À peu près, un mode de gouvernance

Le dernier montant du programme de soutien à la relance économique, énoncé par Belkhadem, était de 140 milliards de dollars. Aussitôt ce Chef du gouvernement remplacé, la cagnotte a grimpé à 190 milliards. C’est le (même) ministre des Finances qui a émis le nouveau chiffre.

Pour un budget, tout le monde aura remarqué son élasticité qui fait que son total semble dépendre du moment et de la source.

Comme pour répondre à ce discours de l’à-peu-près, le ministre de l’Économie a annoncé que son pays compte investir 50 milliards de dollars en Algérie, entre… 2006 et 2009. Quand on apprend que 2006 et 2007 sont passés, sans que les investissements émiratis dépassent les 7 milliards, on devrait croire que le rythme d’investissement des hommes d’affaires des Émirats sera multiplié par six, “à peu près”, pour l’an et demi à venir !

Il y a déjà la promesse d’environ 28 milliards de Eemar, projetée, depuis longtemps, en chandelle, au-dessus de nos têtes. On attend toujours qu’elle retombe. Eemar attend, peut-être, de son côté, qu’on lui cède le secteur de l’Agha dans la capitale, de la baie d’Alger et de Sidi-Abdallah pour qu’il y réalise sa fameuse maquette.

En janvier dernier, au troisième Forum des investisseurs arabes, Belkhadem annonçait qu’en sept ans, entre 2001 et 2007, l’ensemble de l’investissement arabe en Algérie se montait à 7 milliards de dollars ! Pour l’heure, nos frères d’Orient se contentent de clôturer leurs acquisitions foncières, bien réparties dans ce qui subsiste de terrains vierges le long de la côte, et de voir venir.

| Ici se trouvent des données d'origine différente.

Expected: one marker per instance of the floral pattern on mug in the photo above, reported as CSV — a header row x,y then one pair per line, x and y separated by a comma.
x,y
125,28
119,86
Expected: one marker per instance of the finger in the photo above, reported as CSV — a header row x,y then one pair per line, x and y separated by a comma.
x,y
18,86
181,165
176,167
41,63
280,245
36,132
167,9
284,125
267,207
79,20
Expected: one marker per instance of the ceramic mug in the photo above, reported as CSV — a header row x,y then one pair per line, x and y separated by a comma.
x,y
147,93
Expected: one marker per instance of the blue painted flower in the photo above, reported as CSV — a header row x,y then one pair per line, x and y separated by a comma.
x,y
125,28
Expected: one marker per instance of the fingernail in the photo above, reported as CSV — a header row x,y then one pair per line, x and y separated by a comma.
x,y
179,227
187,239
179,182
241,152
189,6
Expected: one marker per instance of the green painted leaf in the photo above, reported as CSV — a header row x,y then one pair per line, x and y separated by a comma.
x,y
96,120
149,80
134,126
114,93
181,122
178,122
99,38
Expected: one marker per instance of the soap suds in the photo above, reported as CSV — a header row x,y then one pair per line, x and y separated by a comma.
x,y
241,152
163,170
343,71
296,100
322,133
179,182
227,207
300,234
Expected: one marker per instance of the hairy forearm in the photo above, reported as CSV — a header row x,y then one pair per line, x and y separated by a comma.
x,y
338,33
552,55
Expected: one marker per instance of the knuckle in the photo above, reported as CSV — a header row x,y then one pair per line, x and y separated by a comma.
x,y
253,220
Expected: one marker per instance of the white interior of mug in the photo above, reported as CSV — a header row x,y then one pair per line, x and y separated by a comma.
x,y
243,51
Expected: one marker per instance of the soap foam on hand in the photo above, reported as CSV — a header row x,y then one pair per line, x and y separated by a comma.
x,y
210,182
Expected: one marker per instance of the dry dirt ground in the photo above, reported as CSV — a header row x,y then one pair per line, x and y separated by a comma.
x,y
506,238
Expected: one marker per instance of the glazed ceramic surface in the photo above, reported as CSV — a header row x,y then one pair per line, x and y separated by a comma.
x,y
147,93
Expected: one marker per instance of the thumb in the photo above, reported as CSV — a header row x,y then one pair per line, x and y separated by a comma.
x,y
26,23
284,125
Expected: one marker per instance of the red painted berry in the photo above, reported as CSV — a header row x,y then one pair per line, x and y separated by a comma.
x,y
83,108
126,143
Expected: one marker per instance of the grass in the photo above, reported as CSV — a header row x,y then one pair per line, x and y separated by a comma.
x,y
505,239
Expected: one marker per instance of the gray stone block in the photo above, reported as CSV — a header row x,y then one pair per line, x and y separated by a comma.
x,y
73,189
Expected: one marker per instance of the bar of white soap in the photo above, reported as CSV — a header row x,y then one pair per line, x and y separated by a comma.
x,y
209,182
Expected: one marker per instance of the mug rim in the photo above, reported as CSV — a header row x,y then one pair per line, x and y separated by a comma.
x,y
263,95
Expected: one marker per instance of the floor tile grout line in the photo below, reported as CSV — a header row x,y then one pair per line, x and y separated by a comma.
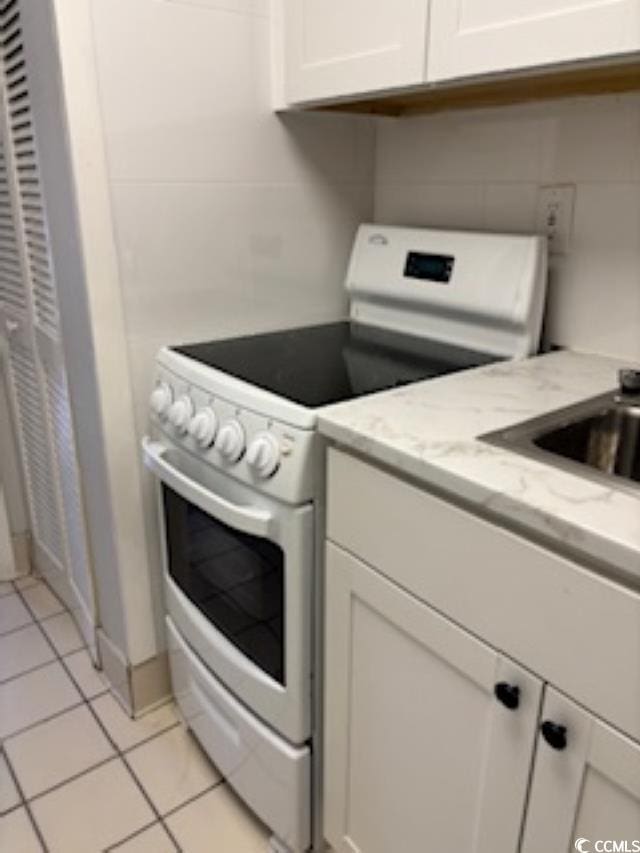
x,y
170,813
25,803
18,627
48,719
73,778
114,847
15,780
136,781
118,753
27,671
147,797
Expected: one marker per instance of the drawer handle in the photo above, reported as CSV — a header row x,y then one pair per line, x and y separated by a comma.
x,y
507,694
554,734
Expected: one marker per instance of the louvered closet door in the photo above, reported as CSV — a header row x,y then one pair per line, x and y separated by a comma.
x,y
30,321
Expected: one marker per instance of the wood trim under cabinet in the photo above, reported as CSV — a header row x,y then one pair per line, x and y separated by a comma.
x,y
555,83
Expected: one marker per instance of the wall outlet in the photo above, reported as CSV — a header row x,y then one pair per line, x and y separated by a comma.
x,y
555,216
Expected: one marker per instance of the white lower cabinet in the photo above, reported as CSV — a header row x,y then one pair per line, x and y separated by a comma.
x,y
420,753
586,782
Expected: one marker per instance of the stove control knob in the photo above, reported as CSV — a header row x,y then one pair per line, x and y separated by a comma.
x,y
263,455
180,413
203,427
161,398
230,441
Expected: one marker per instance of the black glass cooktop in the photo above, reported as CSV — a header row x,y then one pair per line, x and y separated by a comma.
x,y
318,365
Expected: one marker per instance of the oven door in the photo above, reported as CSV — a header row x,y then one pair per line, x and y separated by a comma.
x,y
239,571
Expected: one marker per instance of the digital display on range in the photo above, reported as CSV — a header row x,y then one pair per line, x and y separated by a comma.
x,y
427,267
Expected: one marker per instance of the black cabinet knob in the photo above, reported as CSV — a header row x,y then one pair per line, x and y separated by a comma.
x,y
508,694
554,734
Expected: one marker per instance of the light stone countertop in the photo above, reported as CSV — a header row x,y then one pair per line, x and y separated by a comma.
x,y
429,430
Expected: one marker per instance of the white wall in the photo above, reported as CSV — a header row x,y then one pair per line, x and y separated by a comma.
x,y
227,218
482,169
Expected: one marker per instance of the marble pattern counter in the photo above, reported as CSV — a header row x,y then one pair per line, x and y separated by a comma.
x,y
429,430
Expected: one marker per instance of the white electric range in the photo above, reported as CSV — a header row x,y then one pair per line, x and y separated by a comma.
x,y
240,472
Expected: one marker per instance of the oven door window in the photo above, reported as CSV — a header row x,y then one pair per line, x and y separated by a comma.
x,y
234,579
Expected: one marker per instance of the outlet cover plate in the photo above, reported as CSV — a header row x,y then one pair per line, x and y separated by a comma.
x,y
555,216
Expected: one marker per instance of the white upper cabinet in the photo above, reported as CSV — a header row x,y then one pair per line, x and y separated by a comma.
x,y
336,48
469,37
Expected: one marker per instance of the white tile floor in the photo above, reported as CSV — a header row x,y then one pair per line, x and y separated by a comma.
x,y
77,775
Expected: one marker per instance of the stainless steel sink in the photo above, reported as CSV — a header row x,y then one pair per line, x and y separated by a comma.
x,y
599,438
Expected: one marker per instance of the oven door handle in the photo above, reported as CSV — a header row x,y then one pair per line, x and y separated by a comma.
x,y
252,520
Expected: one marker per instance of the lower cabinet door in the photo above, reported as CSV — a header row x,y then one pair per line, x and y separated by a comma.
x,y
585,785
429,732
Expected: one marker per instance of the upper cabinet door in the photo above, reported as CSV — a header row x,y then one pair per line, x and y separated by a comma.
x,y
586,782
429,733
469,37
337,48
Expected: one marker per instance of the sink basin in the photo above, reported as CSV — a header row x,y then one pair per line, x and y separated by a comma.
x,y
599,438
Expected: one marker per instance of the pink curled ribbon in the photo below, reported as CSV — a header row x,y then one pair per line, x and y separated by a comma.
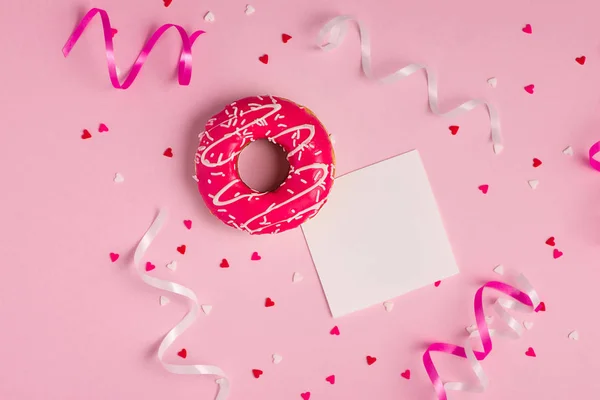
x,y
524,299
595,149
185,58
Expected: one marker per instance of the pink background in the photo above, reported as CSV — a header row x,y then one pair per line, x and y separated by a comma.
x,y
76,326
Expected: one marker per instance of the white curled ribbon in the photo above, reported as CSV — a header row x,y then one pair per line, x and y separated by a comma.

Comme ne compte que l’instant présent et que la responsabilité s’évanouit avec le temps qui passe, nos responsables multiplient les certitudes qu’ils contredisent ensuite. La danse des nombres s’observe, perpétuelle, en tous domaines : finances, sécurité, emploi, prix…

Même nos partenaires se mettent à faire les illusionnistes avec cette arithmétique financière qui nous passionne. Et la presse nationale s’extasie invariablement devant l’intérêt de nos bienfaiteurs industriels qui misent avec un enthousiasme débordant sur notre développement. On se souvient des huit milliards de dollars allemands destinés au secteur des hydrocarbures que nos journaux ont annoncés parce qu’un officiel germanique avait fait observer que ce secteur était demandeur de huit milliards d’investissement étranger !

Il n’y a pas que les quantités d’argent qui sont traitées avec une certaine désinvolture. Le temps aussi prend son temps. Si bien que la notion de délai n’est même plus significative. Avant-hier, dans un entretien à notre confrère Le Soir d’Algérie, le directeur du projet du tramway d’Alger, qui visiblement est sur la voie de son prédécesseur, le projet de métro, répondait ainsi à propos du retard annoncé de son chantier : “Nous avons un retard approximatif de trois mois.”

Dans cette formule, réside une conception du facteur temps. Chez les hauts responsables, on se permet d’être précis, parce qu’on n’est pas comptable de ses contradictions ; chez les cadres, l’imprécision vient au secours du déficit de rigueur de gestion. Un retard pourtant trop important pour n’être évalué qu’approximativement.

C’est “à peu près” ainsi que va le pays, approximativement et à l’emporte-pièce.